This f*cking movie. I hate this movie. It’s cynical garbage motivated solely by Sandra Bullock’s desire to win another Oscar. You know she’s in Oscar-mode because she’s gone blonde, just like she did for The Blind Side. I have a high threshold of pain when it comes to bad movies, and even a bad movie can be entertaining, but there is nothing entertaining about watching a movie so devoid of personality as this. Our Brand is Crisis is the movie equivalent of an automated phone call—press one for quirky heroine, press two for naïve youth who inspires her, press three if you’d like a happy, redemptive ending, press four if this movie makes you want to set your eyeballs on fire.
Bullock stars as “Calamity” Jane Bodine, a political advisor who is both legendarily good at her job and so legendarily bad at it they call her “Calamity”. (YOU CAN’T HAVE IT BOTH WAYS.) By the time we meet her Jane has retired from politics and is living in the backwoods, making pottery. (OF COURSE SHE IS.) She especially likes making medicine bowls, and she carries one of her clay medicine bowls everywhere with her. (OF COURSE SHE DOES.) An old colleague shows up to recruit her to help with a presidential campaign in Bolivia, because she’s good enough to save their dead-horse campaign but bad enough to take the blame if they lose anyway. (THAT DOESN’T MAKE SENSE.) Jane, despite forging a tolerable life for herself away from politics, goes with them to Bolivia because movie.

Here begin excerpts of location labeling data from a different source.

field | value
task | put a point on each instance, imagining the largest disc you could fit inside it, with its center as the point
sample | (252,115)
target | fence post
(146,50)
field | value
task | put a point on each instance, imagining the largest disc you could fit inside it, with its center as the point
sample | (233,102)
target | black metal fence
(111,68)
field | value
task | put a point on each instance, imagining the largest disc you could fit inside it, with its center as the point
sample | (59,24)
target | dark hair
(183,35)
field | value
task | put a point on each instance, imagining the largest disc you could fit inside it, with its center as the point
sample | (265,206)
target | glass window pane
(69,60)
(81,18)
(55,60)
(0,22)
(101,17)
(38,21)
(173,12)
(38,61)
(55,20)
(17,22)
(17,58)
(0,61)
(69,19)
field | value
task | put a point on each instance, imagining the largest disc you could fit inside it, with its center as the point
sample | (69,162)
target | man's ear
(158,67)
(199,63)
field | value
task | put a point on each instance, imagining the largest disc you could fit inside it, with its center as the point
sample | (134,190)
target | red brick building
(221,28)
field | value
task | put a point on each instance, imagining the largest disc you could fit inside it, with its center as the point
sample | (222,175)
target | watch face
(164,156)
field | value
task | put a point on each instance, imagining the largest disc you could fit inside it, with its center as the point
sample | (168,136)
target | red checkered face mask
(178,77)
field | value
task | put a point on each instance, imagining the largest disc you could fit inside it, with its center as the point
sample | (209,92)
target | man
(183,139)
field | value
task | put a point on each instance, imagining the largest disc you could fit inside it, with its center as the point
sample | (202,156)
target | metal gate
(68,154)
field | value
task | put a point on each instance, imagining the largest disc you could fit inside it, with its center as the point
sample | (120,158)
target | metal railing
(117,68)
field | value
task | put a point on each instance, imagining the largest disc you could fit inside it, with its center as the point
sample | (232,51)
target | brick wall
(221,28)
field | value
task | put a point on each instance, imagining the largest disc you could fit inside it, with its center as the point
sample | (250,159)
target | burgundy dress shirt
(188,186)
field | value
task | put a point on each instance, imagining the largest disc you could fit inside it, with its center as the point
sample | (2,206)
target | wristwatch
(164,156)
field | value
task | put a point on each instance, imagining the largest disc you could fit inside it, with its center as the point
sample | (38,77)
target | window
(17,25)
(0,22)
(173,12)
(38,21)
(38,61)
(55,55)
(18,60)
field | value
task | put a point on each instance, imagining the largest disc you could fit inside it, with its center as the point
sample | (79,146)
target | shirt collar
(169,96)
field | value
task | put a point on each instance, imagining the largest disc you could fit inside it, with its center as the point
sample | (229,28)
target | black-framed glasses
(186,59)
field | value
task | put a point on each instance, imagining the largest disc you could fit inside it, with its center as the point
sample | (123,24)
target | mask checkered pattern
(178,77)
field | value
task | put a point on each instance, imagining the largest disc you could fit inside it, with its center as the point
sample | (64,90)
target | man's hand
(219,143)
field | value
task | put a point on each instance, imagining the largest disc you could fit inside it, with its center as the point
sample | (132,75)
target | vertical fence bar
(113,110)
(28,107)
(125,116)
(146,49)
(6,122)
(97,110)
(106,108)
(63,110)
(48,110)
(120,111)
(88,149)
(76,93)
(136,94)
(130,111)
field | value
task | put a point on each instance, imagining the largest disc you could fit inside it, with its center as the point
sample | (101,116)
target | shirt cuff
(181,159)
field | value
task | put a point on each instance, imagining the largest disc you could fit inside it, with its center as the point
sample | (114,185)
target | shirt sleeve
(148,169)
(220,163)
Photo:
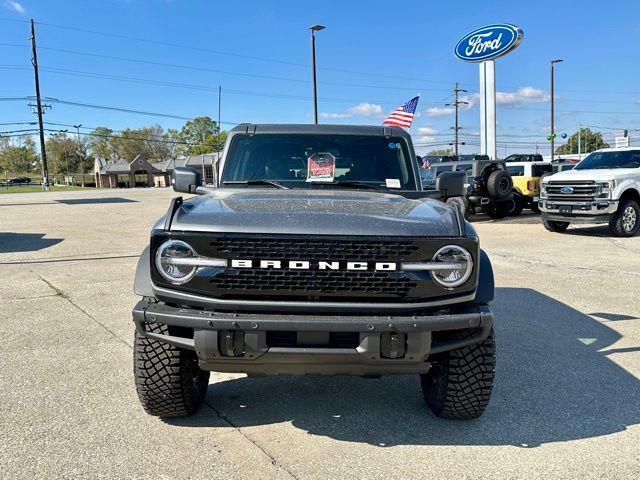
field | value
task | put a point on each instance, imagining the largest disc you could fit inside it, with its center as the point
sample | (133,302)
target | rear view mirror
(186,180)
(451,184)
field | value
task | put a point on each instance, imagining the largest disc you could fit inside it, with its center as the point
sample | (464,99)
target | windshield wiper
(349,183)
(255,182)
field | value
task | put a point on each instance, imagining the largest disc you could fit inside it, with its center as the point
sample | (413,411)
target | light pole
(553,133)
(77,127)
(314,29)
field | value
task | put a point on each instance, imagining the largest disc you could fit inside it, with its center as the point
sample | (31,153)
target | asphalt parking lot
(565,404)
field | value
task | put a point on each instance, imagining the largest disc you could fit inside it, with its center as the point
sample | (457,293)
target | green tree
(18,156)
(202,135)
(100,143)
(62,154)
(589,141)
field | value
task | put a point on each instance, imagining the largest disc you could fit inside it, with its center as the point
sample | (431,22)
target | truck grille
(313,249)
(314,284)
(581,191)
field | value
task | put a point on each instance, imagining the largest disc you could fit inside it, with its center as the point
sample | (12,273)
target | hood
(595,175)
(314,212)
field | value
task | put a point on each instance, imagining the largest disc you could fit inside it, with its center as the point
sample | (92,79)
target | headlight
(459,266)
(605,189)
(174,261)
(543,190)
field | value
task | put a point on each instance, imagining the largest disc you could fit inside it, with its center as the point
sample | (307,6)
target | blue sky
(372,56)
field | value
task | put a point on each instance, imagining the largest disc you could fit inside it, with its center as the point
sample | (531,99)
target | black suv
(317,252)
(489,185)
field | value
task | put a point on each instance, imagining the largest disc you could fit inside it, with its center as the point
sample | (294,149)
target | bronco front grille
(315,284)
(388,284)
(313,249)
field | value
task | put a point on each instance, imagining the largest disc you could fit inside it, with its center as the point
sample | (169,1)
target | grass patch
(38,188)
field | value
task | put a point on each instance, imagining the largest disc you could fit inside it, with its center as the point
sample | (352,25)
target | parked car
(489,185)
(314,254)
(19,180)
(526,184)
(524,157)
(602,188)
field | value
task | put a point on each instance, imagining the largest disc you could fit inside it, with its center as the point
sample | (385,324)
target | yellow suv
(526,183)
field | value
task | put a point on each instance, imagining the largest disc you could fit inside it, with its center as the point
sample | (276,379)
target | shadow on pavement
(553,384)
(25,242)
(87,201)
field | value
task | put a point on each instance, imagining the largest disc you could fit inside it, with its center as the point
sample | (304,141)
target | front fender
(142,282)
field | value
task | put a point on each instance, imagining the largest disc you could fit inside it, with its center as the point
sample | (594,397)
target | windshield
(602,160)
(310,160)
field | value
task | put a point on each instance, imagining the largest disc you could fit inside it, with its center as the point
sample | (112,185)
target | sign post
(484,45)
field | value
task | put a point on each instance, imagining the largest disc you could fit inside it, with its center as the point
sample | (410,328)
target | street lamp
(314,29)
(553,133)
(77,127)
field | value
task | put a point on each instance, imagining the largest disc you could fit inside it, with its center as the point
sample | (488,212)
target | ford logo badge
(489,42)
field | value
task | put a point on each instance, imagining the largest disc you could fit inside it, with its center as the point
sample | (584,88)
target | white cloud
(364,109)
(14,6)
(439,111)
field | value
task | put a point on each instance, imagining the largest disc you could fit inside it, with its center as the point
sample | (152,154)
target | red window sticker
(321,167)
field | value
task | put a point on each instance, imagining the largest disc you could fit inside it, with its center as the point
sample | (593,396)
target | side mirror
(451,184)
(186,179)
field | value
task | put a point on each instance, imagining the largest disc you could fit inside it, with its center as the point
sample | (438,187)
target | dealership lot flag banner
(403,115)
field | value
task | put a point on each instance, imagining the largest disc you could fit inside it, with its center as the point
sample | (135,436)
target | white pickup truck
(602,188)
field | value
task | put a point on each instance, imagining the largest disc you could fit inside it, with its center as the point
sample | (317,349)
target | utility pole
(456,104)
(314,29)
(43,150)
(553,133)
(579,142)
(219,101)
(81,154)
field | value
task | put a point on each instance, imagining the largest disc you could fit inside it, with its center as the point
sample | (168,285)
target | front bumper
(595,211)
(258,357)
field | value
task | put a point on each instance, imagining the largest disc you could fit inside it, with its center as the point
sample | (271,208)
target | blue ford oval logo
(489,42)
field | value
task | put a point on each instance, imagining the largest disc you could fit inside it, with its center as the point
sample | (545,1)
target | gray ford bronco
(317,251)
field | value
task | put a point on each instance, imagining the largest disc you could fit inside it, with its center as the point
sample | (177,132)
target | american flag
(403,115)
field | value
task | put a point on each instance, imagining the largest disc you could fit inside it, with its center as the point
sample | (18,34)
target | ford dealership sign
(489,42)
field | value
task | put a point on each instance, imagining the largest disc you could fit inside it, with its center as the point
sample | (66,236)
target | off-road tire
(168,380)
(459,384)
(462,203)
(553,226)
(625,222)
(498,210)
(499,185)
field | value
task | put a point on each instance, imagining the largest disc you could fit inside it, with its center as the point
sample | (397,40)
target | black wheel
(515,206)
(168,379)
(462,203)
(498,210)
(553,226)
(459,384)
(626,221)
(499,185)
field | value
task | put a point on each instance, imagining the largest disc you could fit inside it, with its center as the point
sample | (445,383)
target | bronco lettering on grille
(307,265)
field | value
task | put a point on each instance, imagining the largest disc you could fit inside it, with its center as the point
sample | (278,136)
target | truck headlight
(174,261)
(459,265)
(543,190)
(605,189)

In Bolivia, Jane works on the campaign of Castillo, a one-time president who is unpopular with his people, seen as part of the removed, wealthy ruling class and divorced from the interest of the common Bolivian man. Also in Bolivia is Pat Candy (Billy Bob Thornton with a penis-head), Jane’s rival, who calls her “honey” and “sweetheart” and obviously wants to bone her but the movie has some small mercy because it skips the otherwise obligatory “ill-advised one night stand” scene. (We are, however, treated to a “drunken night out” scene, and a “bailed out of jail” scene.) Jane and Candy are bound by a rumor, the truth of which is so f*cking obvious from the moment it’s introduced I almost groaned out loud during the reveal. And there is of course a Naïve Youth on hand to remind Jane of the human consequences of her ruthless campaigns.
Directed by David Gordon Green in “collect paycheck” mode, Crisis wants to be a scathing political satire, except it has no concept of the words “scathing”, “political”, or “satire”. Instead of satire we get a random high-altitude bus chases right out of a Fast/Furious movie, Sandra Bullock mooning people (OSCAR, DAMMIT!), wacky hijinks like a car running over a llama, and a white savior coda that reassures the audience that Latin America will totally be ok because the nice white blonde lady is here to fix it as only she can. There’s also a scene in which Jane uses the title of the film in dialogue, and it is at that point that I wanted to punch this movie in the face. Everyone around me was enjoying it, though, which only made me want to punch their faces, too, and the guy next to me actually clapped when it was over. I was tempted to reach over and break every bone in his hands so that he could never clap again.
There is nothing genuine or sincere about this movie—it doesn’t even exist for entertainment purposes. It just exists to Collect Awards and for that it deserves nothing. But I know that, even undeserving as it is, there will be some reward, from the box office at least, because the world is a cold, unfeeling place that rewards the best shills, and this is the best shill of a movie I’ve seen in a long time. Our Brand is Crisis is the worst kind of patronizing garbage bullsh*t. Man, f*ck this f*cking movie. So hard.